As far as I understand and the specification says, the WARC-Concurrent-To field can only contain the WARC-Record-ID of ‘request’, ‘response’, ‘resource’, ‘metadata’, and ‘revisit’ records.

This field may be used to associate records of types ‘request’, ‘response’, ‘resource’, ‘metadata’, and ‘revisit’ with one another when they arise from a single capture event.

To associate a 'warcinfo' and the rest of the records there's the WARC-Warcinfo-ID field. See 10.1, 10.2 and 10.4 examples of the Annex B.

The ‘warcinfo’ record has it's own record id.


The ‘response’ record has it's own record id and it references the 'warcinfo' record id.

WARC-Record-ID: WARC-Warcinfo-ID:

The ‘request’ record has it's own record id, it references the 'warcinfo' record id and it also references the 'request' record id as it's concurrent id.

WARC-Record-ID: WARC-Warcinfo-ID: WARC-Concurrent-To:

That's what I meant when I open the issue and without reading the whole spec.

In the next days I'll continue experimenting with the headless-chrome-crawler and if there's something that makes it easier I'll tell you!

N0taN3rd commented 6 years ago

@BubuAnabelas I see what you mean and thank you for bringing this to my attention! I had not considered the utility gained by adding the WARC-Warcinfo-ID as a field of the request and response records. Would you be interesting in taking this issue and implementing this feature? I am currently tied up with finishing a masters thesis (hence the delay in my responses) and will be unable to add this feature until it is completed.

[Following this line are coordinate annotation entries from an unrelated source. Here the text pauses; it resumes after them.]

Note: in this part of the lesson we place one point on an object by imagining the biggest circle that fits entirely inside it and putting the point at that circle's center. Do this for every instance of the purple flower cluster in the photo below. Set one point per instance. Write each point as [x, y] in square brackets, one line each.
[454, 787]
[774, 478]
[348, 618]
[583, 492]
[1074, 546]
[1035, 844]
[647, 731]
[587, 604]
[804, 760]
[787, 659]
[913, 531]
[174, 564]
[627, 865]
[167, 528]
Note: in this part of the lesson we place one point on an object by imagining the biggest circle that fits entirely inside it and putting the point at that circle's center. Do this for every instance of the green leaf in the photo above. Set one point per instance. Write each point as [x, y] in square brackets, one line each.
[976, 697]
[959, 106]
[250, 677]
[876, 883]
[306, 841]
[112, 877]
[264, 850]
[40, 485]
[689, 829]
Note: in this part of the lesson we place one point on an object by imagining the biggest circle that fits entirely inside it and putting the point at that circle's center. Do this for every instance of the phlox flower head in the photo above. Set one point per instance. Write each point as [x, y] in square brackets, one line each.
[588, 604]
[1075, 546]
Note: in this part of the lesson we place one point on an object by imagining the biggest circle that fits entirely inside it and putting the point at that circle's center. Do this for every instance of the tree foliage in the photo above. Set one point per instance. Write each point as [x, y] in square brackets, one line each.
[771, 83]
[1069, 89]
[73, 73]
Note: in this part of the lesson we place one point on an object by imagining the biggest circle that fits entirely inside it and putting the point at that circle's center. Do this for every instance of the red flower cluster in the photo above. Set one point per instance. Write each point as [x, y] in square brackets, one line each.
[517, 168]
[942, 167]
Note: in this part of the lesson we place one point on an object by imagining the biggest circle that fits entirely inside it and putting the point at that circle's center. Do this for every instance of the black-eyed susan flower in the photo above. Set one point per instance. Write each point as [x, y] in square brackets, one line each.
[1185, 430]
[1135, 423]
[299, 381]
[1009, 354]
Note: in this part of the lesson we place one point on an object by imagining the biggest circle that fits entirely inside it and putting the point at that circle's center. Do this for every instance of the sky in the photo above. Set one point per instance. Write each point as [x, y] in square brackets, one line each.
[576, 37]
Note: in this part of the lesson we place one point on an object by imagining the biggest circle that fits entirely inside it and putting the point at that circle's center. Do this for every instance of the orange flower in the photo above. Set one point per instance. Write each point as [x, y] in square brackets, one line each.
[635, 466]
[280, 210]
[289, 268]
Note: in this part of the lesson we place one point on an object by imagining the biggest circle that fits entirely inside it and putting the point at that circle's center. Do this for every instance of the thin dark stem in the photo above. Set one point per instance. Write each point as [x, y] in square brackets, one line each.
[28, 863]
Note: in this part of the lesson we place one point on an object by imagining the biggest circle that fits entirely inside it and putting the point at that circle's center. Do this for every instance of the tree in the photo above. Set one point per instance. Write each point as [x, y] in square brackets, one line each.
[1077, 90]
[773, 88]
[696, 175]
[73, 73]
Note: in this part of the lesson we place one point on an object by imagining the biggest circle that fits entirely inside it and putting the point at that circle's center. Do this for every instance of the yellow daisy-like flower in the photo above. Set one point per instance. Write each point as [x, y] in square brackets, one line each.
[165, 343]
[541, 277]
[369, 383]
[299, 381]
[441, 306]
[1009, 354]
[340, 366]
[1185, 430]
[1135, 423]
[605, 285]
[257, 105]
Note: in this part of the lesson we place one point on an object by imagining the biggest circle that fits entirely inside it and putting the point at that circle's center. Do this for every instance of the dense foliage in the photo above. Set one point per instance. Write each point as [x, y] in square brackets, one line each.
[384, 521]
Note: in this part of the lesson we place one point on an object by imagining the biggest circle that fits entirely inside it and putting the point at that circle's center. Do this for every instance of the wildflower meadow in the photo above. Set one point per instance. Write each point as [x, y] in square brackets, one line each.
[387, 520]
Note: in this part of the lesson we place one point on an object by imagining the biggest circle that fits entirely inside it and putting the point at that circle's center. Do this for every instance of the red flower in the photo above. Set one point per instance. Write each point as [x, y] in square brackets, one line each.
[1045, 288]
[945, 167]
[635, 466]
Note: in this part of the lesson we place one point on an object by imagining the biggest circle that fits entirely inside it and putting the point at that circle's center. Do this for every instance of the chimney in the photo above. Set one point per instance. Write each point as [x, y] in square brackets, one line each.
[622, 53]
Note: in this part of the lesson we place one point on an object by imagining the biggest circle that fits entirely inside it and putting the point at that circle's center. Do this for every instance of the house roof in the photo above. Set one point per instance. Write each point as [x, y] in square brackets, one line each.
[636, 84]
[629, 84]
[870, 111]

BubuAnabelas commented 6 years ago

Sure, I'll make a fork and start changing what I see odd and asking for your advice. When I think that the WarcWriterBase class is ready we can continue looking for these type of errors in the rest of the code.

BubuAnabelas commented 6 years ago

I almost finished changing the WARCWriterBase class but I think that when appending to an already created WARC, it should seek for the last 'warcinfo' record (if there is one) and use that as the WARC-Warcinfo-ID field.

What do you think?


N0taN3rd commented 6 years ago

@BubuAnabelas would you mind opening a PR so that the review can happen there? I'm liking what I see especially how you updated the WARC fields generation!